Enquanto o presidente insufla a repressão violenta aos protestos, os confrontos se repetem, além de Washington, em cidades como Nova York, Filadélfia, Santa Monica, San Diego, Los Angeles, Atlanta, Chicago, Boston, Louisville e Minneapolis, onde Floyd foi morto na segunda (25).
Foi ali que ativistas viram um caminhão-tanque avançar sobre um grupo de pessoas no domingo. Era a quinta noite seguida com incêndios, saques e vandalismo em Minneapolis.
Segundo a agência Reuters, o motorista foi retirado do veículo e espancado, mas ninguém ficou gravemente ferido.
Em Louisville, no estado de Kentucky, um homem levou um tiro e morreu durante a tentativa da polícia de dispersar pessoas em um estacionamento.
Os policiais afirmam que foram atacados primeiro e, então, a Guarda Nacional revidou à bala.
Um policial na Califórnia e um manifestante em Michigan já haviam sido mortos na semana passada e, a eles, uniram-se novas vítimas.

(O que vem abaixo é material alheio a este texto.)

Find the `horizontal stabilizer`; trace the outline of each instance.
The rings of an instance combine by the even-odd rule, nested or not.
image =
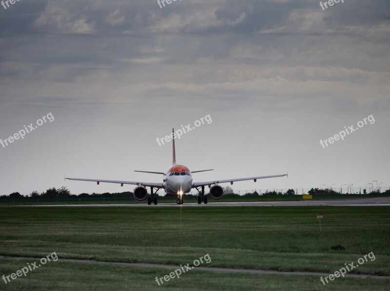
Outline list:
[[[211,170],[202,170],[201,171],[193,171],[191,173],[199,173],[200,172],[207,172],[208,171],[214,171],[214,169],[212,169]]]
[[[164,173],[161,172],[149,172],[147,171],[135,171],[134,172],[139,172],[141,173],[148,173],[151,174],[161,174],[162,175],[164,175]]]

Ao menos 27 estados, mais a capital americana, convocaram a Guarda Nacional para ajudar a reprimir protestos. A medida é considerada extrema e, em Minnesota, por exemplo, foi tomada na semana passada pela primeira vez desde a Segunda Guerra Mundial.
Em Nova York, a polícia prendeu cerca de 350 pessoas entre a noite de sábado e a madrugada de domingo, e 30 policiais tiveram ferimentos leves. Já na noite de domingo, foram cerca de 200 presos, principalmente nos distritos de Manhattan e Brooklyn, e pelo menos sete policiais ficaram feridos.
O prefeito Bill de Blasio afirmou que a conduta dos policiais está sendo investigada e que serão examinados vídeos que mostram veículos da polícia avançando sobre uma multidão de manifestantes que jogava entulho contra um dos carros, no bairro do Brooklyn.
A filha do prefeito chegou a ser detida pela polícia por participar de uma assembleia ilegal na noite de sábado, mas foi liberada.